Best Practices

In context: Answer data questions that aren't asked | Census

Nicole Mitich
Nicole Mitich June 03, 2022

Nicole Mitich is the content marketing manager @ Census. She's carried a love for reading and writing since childhood, but her particular focus is on streamlining technical communication through writing. She loves seeing (and helping) technical folks share their wisdom. San Diego, California, United States

The value of data isn’t in the quantity you have, it’s in its usefulness. A huge dataset might make you feel like you have all the answers, but unless you can put it in context, all you have is a lot of noise. 📺

Take the weather, for example. While Census Co-founder and CEO Boris Jabes was chatting with Avo Co-founder and CEO Stefania Olafsdottir about the weather in her native country of Iceland, they broached the subject of wind. Despite how notoriously windy the country is, Icelandic weather forecasts rarely include comments about the wind – even though it can be the deciding factor between basking poolside or staying indoors.

“It’s almost like cultural context, which is hard to teach a computer,” Boris said. “I remember when I was a kid not understanding why there were all these supercomputers just for the weather. Now I understand: It’s because there are so many variables.”

While you might feel pretty confident in your decision to go to the pool based on comprehensive data about temperature, humidity, and precipitation, the wind helps put everything else into context. 🍃

Context is king 👑

In simple, data terms, context refers to the network of connections among data points. It affects everything in data collection – from what data points should be gathered to who gathers that data and, ultimately, how they define it. For that reason, Stefania is not a fan of the term “data scientist” because it can be used to describe so many facets of what data people do. Essentially, it’s an umbrella term that groups all data folks together without really labeling any of them properly. ☂️

“It’s probably similar to being a software engineer: You don’t hire generic,” she explained. “You can have 10 years of really juicy infrastructure engineering, but no skills whatsoever in front-end development. Data science is a similar thing.”

Data teams at most young companies start out just getting the leadership team spun up on and oriented to its inner workings; basically, providing a high-level rundown of where they are and what’s recently happened. A strong data analyst will eventually begin adding context to that data – so their reports are no longer looking backward, but looking forward. ⏩

The way they go from reporting on what happened last quarter to influencing the company's future direction is similar to how we add context to the data: By clarifying what we’re being asked to uncover. Every person on a data team should be challenged to respond to questions by asking, “What do you mean?” 🤔 Before diving into the “how”, data teams need to understand the “what” and “why.”
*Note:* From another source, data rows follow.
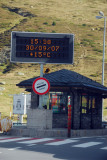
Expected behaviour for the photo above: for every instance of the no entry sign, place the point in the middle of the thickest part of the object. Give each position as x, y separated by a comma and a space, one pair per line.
41, 86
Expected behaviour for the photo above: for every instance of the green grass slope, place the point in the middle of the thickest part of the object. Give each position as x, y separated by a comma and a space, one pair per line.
62, 16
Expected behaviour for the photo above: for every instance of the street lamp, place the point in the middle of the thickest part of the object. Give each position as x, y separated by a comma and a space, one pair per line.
99, 17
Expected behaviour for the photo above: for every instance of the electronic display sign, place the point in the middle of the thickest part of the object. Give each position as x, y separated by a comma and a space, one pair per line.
33, 47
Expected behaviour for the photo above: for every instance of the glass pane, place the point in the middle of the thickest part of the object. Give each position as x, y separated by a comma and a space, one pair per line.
84, 101
93, 102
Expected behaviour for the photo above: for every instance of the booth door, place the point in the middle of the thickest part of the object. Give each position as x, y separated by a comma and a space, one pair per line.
59, 102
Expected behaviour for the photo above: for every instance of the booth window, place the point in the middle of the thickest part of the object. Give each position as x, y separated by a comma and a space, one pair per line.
58, 102
88, 104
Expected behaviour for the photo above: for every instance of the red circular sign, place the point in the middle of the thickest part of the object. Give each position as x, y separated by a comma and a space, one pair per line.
41, 86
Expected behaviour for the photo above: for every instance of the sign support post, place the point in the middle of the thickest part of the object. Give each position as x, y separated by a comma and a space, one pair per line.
40, 96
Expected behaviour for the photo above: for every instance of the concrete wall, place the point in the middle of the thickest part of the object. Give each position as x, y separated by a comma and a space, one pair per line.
39, 119
60, 120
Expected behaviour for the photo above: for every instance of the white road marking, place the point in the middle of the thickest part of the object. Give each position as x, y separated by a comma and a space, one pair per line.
88, 144
36, 140
104, 148
66, 141
11, 149
29, 145
13, 139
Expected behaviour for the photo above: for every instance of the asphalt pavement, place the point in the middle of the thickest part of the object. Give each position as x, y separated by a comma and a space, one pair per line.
29, 148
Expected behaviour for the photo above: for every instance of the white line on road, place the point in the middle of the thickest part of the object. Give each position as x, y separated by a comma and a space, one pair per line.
29, 145
66, 141
13, 139
88, 144
11, 149
36, 140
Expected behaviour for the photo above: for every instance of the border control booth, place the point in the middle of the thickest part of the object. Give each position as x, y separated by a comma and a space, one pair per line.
73, 100
70, 88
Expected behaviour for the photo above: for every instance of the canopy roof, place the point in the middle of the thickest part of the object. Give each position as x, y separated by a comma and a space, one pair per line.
67, 78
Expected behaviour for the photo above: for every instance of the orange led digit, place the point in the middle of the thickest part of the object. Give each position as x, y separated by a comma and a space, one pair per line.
48, 54
31, 54
44, 48
39, 54
44, 41
57, 47
31, 41
53, 48
31, 47
48, 41
36, 41
35, 54
40, 48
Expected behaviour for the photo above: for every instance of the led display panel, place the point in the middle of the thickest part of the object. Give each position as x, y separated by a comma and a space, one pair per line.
33, 47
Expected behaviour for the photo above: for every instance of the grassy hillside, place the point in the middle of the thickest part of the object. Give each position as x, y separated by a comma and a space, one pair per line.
62, 16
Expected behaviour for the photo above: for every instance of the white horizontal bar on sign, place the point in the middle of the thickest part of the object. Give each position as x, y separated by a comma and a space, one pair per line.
36, 140
12, 140
104, 148
88, 144
66, 141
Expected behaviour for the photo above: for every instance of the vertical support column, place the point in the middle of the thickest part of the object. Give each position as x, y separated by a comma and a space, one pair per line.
40, 96
21, 118
69, 120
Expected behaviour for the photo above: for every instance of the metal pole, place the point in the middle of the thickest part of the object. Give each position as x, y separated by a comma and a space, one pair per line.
40, 96
103, 60
103, 51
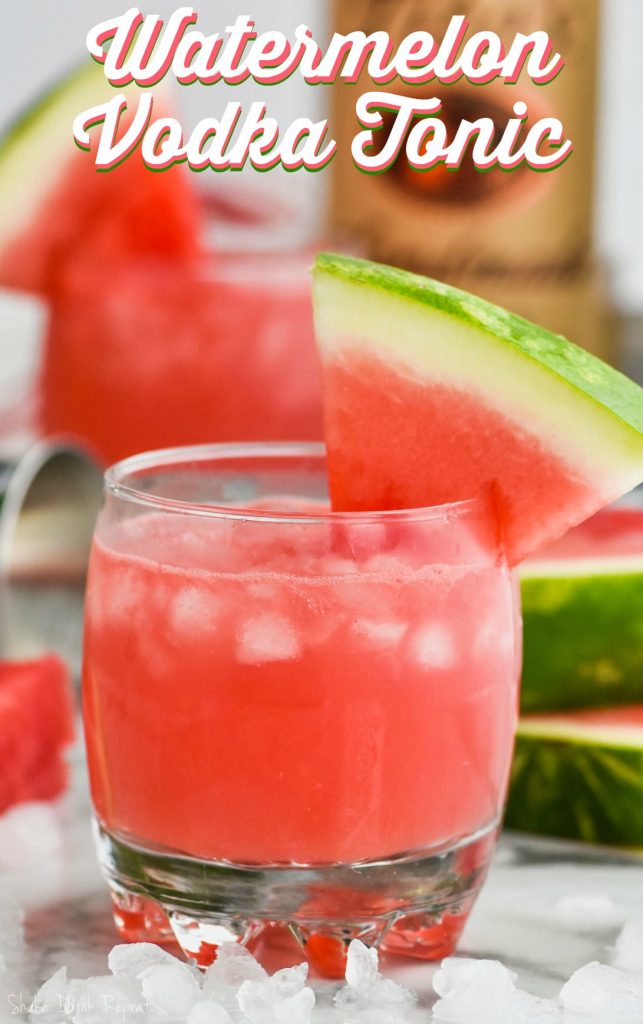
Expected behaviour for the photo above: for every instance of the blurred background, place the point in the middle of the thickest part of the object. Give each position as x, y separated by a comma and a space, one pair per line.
563, 249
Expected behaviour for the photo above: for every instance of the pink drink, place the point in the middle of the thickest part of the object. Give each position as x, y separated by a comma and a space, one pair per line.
312, 690
147, 354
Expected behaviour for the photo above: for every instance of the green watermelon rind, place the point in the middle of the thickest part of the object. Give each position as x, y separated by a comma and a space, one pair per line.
33, 148
580, 783
572, 365
583, 637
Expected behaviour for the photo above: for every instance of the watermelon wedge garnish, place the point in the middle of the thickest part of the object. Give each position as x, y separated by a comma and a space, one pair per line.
68, 207
580, 776
433, 395
36, 727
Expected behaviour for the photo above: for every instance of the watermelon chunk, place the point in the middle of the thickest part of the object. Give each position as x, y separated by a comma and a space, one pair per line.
583, 613
580, 776
36, 726
68, 207
433, 395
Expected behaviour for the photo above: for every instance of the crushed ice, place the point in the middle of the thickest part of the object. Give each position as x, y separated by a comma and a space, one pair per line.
148, 985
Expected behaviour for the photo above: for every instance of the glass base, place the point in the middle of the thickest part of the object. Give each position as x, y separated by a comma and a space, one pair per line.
413, 905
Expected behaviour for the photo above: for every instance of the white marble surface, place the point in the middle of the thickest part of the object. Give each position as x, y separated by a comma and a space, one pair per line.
516, 920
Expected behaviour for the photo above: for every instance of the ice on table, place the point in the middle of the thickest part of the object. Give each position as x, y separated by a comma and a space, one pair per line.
130, 960
605, 994
628, 952
209, 1012
233, 966
483, 991
170, 988
106, 1000
282, 998
366, 989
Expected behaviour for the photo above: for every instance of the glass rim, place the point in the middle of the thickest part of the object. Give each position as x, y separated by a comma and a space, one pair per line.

“There are so many layers to defining a question,” Boris explained. “There’s the dictionary definition of the word, there's the semantics within our company, and there’s the final version they actually want you to answer.”

Take a straightforward question like, how many users do we have? Before you can answer that question, you need to understand how “user” is being defined.

Do you become a user when you download the app?

When you accept the terms and conditions?

Or not until you’ve completed an activity within the app?

We’ve said it before, and we’ll say it again: Context 👏 is 👏 everything. 👏

When you know the contextual parameters of a question, you can build an infrastructure that is strategically designed to evolve as the pertinent questions mature.

Inevitably, definitions will shift over time. Metrics and KPIs will change as products move through their lifecycles. A forward-looking data team will be aware of whether they want to answer different versions of the question in the future, or if the data is structured to provide only one definition. Is the infrastructure evolutionally intelligent?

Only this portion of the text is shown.